Background: With the advent of targeted therapies, biomarkers provide a promising means of individualizing therapy through an integrated approach to prediction using the genetic makeup of the disease and the genotype of the patient. Biomarker validation has therefore become a central topic of discussion in the field of medicine, primarily due to the changing landscape of therapies for treatment of a disease and these therapies purported mechanism(s) of action.
Purpose: In this report, we discuss the merits and limitations of some of the clinical trial designs for predictive biomarker validation using examples from ongoing or completed clinical trials.
Methods: The designs are broadly classified as retrospective (i.e., using data from previously well-conducted randomized controlled trials (RCT)) versus prospective (enrichment or targeted, unselected or all-comers, hybrid, and adaptive analysis). We discuss some of these designs in the context of real trials.
Results: Well-designed retrospective analysis of prospective RCT can bring forward effective treatments to marker defined subgroup of patients in a timely manner. An example is the KRAS gene status in colorectal cancer - the benefit from cetuximab and panitumumab was demonstrated to be restricted to patients with wild type status based on prospectively specified analyses using data from previously conducted RCTs. Prospective enrichment designs are appropriate when compelling preliminary evidence suggests that not all patients will benefit from the study treatment under consideration; however, this may sometimes leave questions unanswered. An example is the established benefit of trastuzumab as adjuvant therapy for breast cancer; a clear definition of HER2-positivity and the assay reproducibility have, however, remained unanswered. An all-comers design is optimal where preliminary evidence regarding treatment benefit and assay reproducibility is uncertain (e.g., EGFR expression and tyrosine kinase inhibitors in lung cancer), or to identify the most effective therapy from a panel of regimens (e.g., chemotherapy options in breast cancer).

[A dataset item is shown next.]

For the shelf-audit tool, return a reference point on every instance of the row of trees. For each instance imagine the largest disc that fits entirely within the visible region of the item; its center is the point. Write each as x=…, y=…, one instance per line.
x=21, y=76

Limitations: The designs discussed here rest on the assumption that the technical feasibility, assay performance metrics, and the logistics of specimen collection are well established and that initial results demonstrate promise with regard to the predictive ability of the marker(s).
Conclusions: The choice of a clinical trial design is driven by a combination of scientific, clinical, statistical, and ethical considerations. There is no one size fits all solution to predictive biomarker validation.